Ashaya’s team has spent the last two years experimenting in their lab in Pune and has found a way to not only recycle flexible packaging, but also reinvigorate it. They chemo-mechanically extract materials from this waste using a patent-pending technology and use those materials to create sunglasses, the company’s first proof-of-concept product. Each pair of sunglasses is made of five chip packets.

“These will probably be the most sustainable products you’ll own, both environmentally and socially,” Anish says. “They’re also highly functional as they are comfortable to wear; light and won’t break even if you drive a car over them!”

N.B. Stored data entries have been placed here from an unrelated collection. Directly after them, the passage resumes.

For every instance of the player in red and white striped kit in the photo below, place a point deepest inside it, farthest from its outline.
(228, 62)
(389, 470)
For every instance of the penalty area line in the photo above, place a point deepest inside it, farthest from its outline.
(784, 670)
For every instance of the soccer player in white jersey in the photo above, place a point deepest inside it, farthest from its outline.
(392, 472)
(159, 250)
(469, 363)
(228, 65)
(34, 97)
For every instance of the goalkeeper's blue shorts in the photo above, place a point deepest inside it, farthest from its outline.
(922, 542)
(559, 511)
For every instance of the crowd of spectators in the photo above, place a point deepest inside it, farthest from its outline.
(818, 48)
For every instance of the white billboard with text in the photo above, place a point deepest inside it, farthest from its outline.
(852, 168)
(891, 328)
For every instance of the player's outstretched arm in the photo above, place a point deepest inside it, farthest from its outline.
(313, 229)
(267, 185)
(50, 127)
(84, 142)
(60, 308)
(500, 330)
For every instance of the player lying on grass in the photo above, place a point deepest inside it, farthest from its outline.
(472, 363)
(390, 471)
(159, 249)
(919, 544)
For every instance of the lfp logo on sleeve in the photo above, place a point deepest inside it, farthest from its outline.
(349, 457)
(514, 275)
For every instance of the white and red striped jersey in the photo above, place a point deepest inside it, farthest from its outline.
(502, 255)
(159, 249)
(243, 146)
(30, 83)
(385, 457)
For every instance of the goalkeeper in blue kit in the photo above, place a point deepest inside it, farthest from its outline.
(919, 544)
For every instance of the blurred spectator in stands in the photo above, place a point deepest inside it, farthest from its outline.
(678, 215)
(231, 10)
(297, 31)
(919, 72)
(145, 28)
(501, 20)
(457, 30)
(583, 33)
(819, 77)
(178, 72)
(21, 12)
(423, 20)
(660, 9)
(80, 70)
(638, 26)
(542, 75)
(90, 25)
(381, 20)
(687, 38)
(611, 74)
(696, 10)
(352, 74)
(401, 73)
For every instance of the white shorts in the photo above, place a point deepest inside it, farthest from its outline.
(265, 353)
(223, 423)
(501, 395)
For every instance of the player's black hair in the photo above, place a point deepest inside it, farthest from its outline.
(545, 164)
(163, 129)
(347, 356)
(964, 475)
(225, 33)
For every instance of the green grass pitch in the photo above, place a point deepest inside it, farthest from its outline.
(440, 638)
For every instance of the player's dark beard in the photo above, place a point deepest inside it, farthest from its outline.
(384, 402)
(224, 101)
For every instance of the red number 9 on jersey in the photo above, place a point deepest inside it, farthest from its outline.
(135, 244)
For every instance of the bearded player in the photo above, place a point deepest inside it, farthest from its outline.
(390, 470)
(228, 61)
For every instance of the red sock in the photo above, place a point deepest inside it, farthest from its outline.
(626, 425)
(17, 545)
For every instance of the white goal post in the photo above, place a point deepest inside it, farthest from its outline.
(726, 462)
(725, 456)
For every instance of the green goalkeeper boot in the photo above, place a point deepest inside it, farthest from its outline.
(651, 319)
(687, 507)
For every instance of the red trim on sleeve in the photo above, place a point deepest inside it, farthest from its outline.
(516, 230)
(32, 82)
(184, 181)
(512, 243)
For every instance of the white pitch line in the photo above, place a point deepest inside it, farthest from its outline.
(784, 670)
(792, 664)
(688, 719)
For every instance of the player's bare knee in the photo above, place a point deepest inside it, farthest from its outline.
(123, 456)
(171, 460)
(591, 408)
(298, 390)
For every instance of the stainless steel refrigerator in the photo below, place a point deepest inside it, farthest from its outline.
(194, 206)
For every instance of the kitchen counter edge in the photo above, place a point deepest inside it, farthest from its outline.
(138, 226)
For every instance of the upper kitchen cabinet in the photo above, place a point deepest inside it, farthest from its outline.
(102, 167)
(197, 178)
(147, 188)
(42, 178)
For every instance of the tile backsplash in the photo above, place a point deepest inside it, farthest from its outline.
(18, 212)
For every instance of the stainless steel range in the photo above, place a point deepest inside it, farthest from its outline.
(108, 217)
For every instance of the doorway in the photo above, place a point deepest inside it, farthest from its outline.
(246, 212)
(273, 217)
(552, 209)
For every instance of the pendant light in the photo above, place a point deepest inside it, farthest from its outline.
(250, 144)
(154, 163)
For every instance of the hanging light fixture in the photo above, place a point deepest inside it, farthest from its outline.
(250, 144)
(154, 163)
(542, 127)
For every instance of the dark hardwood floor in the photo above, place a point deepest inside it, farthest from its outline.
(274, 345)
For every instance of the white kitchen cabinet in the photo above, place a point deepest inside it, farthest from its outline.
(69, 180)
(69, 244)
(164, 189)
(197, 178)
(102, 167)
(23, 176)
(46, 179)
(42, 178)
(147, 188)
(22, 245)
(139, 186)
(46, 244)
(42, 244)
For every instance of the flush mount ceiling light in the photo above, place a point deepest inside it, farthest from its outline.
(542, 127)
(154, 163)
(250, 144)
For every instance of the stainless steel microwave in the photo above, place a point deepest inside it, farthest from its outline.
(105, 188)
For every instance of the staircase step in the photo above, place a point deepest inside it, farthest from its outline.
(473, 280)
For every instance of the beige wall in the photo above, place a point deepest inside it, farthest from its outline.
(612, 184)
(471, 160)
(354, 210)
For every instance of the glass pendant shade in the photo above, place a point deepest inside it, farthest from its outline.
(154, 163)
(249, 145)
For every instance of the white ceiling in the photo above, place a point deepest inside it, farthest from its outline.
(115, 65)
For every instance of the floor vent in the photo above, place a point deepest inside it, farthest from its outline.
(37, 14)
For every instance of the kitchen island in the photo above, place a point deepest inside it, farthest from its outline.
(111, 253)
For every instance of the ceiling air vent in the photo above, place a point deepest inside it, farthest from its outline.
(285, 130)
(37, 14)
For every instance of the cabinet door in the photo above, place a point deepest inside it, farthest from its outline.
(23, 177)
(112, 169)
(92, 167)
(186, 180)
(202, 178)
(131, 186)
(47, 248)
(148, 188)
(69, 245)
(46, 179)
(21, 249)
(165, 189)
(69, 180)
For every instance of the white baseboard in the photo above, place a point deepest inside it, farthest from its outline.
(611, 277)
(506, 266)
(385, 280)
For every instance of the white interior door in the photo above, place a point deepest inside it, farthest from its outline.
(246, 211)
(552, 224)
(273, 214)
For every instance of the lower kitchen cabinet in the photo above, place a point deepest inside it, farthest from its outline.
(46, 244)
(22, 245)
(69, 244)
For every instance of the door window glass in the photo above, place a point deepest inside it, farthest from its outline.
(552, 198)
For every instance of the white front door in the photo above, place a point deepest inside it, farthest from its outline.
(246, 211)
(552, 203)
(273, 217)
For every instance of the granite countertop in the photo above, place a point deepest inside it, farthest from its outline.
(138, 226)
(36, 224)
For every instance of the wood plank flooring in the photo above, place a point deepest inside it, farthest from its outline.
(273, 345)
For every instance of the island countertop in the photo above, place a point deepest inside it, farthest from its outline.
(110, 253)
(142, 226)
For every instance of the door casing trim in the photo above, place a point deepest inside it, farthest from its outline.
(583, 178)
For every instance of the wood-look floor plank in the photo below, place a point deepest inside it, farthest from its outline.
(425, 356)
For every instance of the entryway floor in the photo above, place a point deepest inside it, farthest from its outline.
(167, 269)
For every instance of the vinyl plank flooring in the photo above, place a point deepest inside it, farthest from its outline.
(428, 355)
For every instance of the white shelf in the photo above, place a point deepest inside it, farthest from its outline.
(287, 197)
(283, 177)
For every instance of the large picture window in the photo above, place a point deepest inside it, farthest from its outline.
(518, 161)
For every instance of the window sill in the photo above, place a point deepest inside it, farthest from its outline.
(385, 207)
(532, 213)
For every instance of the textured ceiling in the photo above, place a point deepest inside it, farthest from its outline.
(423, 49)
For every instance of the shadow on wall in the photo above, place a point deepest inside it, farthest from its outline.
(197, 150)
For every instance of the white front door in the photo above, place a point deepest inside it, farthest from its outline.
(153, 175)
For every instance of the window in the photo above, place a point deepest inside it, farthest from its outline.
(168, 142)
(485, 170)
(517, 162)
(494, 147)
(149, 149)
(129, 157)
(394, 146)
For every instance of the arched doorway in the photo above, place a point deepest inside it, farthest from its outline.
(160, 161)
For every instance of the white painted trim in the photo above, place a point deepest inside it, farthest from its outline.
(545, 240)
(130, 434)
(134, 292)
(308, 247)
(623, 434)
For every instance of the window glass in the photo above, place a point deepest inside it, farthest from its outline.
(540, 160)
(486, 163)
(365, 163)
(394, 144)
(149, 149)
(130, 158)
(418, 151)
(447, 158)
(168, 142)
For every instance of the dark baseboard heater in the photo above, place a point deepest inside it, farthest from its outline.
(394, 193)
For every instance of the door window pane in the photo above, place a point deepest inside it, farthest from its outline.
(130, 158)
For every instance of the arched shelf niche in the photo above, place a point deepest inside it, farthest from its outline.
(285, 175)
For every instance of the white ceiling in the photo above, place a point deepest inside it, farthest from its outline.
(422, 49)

Going to the consumer goods market to start with was a bold move. “We were able to go to the consumer market because we have complete vertical integration of our operations — from shredding the waste, to cutting the lenses of our sunglasses, to selling them on our website,” Anish explains. “This has proved to have more benefits than we imagined. It has enabled us to minimize dependencies on external stakeholders, allowing us to trot along no matter what happens.”

Owning the supply chain: From trash to market

What’s more, Ashaya has hired its own waste pickers in Pune so the company owns the entire supply chain, from trash to market.

“We buy waste directly from waste pickers and pay a premium for it,” Anish says. “Most importantly, we formally incorporate them into our supply chain. We have hired five waste-pickers so far part-time, whose monthly income has increased by an average of 120 percent.”

It is estimated that India generates 65 million tons of waste each year and is home to more than 4 million informal waste pickers who are marginalized and at the bottom of the socio-economic chain. Ten percent of Ashaya sales go toward keeping the children of waste pickers in school to assist them in breaking out of the poverty cycle.

Contributing to circular economy for plastic

To create a circular economy for plastic, we must eliminate the use of unnecessary plastic and innovate to make the plastics we do need recyclable, reusable or compostable.

Ashaya is able to do all of this. By recycling and repurposing flexible packaging that has long plagued the environment, the company is not only creating a more sustainable world, but also transforming the lives of some of India’s most underrepresented people.

The long-term goal for Ashaya is to scale the quantity of material it can produce. “We are still tiny,” Anish says. “We have two small labs in a space of 1,200 square feet, so we cannot do large volumes. No one wants to buy 10 kilograms of material, they want 10 tons. At our current rate of production, that would take us 10 years. Our next step is to raise funds to take our technology from a micro-pilot plant to a full-scale pilot plant to demonstrate the viability of what we are trying to achieve.”

I personally think my brother’s story warrants a film: Indian boy quits high-flying career in Manhattan to move back to India and make a change. Not the Bollywood kind! A documentary series of his journey from being a finance director at a radio station in New York to finding his purpose as a social entrepreneur in India. Although he launched his company two years ago, it took him five years before that to find his calling whilst he travelled the world working in social enterprises and NGOs in Guatemala, Kenya and India.

I am so proud to see my brother evolve into a true innovator, entrepreneur and social champion who has chosen to dedicate his life to address some of the world’s most pressing challenges.